Am 4. August genehmigte der London Borough of Barnet die Umwandlung der Barnet Hill Academy in eine staatlich finanzierte konfessionelle Schule. Ab dem 1. September 2026 gehört die bislang gebührenpflichtige islamische Grundschule damit zum öffentlich finanzierten Schulsystem. Der religiöse Träger behält weitreichende Kontrolle über Ausrichtung, Personal und Aufnahmebedingungen. Auf der eigenen Internetseite schreibt die Schule für Mädchen der dritten und vierten Jahrgangsstufe ausdrücklich einen weißen Hidschab vor.
In England beginnt die dritte Jahrgangsstufe gewöhnlich im Alter von sieben Jahren. Auch in den höheren Grundschulklassen gehört das Kopftuch zur vorgeschriebenen Mädchenuniform. Der britische Steuerzahler finanziert damit künftig eine Schule, die bereits siebenjährigen Mädchen die islamische Verhüllung als Teil der Schuluniform vorschreibt. Die National Secular Society kritisierte diese Regel und wandte sich deshalb an die Stadtverwaltung. Religiöse Kleidung müsse freiwillig bleiben, erklärte die Organisation.

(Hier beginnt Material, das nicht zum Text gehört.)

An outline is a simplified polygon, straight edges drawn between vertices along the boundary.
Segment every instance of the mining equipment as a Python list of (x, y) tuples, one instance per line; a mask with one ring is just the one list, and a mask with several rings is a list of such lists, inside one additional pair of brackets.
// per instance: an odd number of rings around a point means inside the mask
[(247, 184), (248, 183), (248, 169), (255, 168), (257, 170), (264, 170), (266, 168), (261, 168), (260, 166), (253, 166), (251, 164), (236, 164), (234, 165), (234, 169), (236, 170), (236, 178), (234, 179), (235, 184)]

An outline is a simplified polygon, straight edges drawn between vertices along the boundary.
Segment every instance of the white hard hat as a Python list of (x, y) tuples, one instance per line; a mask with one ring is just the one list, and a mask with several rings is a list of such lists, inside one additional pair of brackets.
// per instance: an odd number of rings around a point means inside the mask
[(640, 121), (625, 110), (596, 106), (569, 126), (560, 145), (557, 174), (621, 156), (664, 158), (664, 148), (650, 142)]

Vorrang für praktizierende Moslems
Auch bei der Aufnahme spielt die Religion eine zentrale Rolle. Die Barnet Hill Academy erklärt selbst, dass Kinder aus praktizierenden moslemischen Familien bevorzugt werden. Maßgeblich sind unter anderem regelmäßige Moscheebesuche der Eltern sowie die Ausrichtung an der sunnitischen Glaubenslehre der Schule. Familien müssen dazu zusätzliche Angaben zu ihrer religiösen Praxis machen. Der neue Status erlaubt der Schule, bei großer Nachfrage sämtliche Plätze nach religiösen Kriterien zu priorisieren. Auch bei der Einstellung von Lehrern darf die Religion berücksichtigt werden. Religionsunterricht und gemeinschaftliche Gebete können nach den islamischen Glaubensgrundsätzen der Schule organisiert werden.
Barnet bezeichnet die Schule dennoch als inklusiv, weil sich grundsätzlich auch Kinder anderer Religionen oder ohne Religionszugehörigkeit bewerben – und sich den islamischen Regeln unterwerfen – dürfen. Bei knappen Plätzen erhalten moslemische Bewerber nach den religiösen Auswahlregeln jedoch Vorrang. Ganz zu schweigen davon, dass wohl kaum jemand sein Kind an eine moslemische Schule schicken will – vor allem nicht seine Tochter.
Im Bezirk Barnet leben laut Volkszählung von 2021 knapp 47.700 Moslems, rund zwölf Prozent der Bevölkerung. Die Verwaltung verweist darauf, dass es dort bereits staatlich finanzierte christliche und jüdische Konfessionsschulen gibt, bislang jedoch keine islamische. Nur dass die Schülerinnen an diesen Schulen nicht dazu gezwungen werden, sich zu verhüllen. Zudem gehören das Christentum und das Judentum zu den alteingesessenen Religionen – und andere religiöse Minderheiten wie z.B. die Hindus und die Sikhs bauen sich auch keine eigenen religiösen Schulen hin.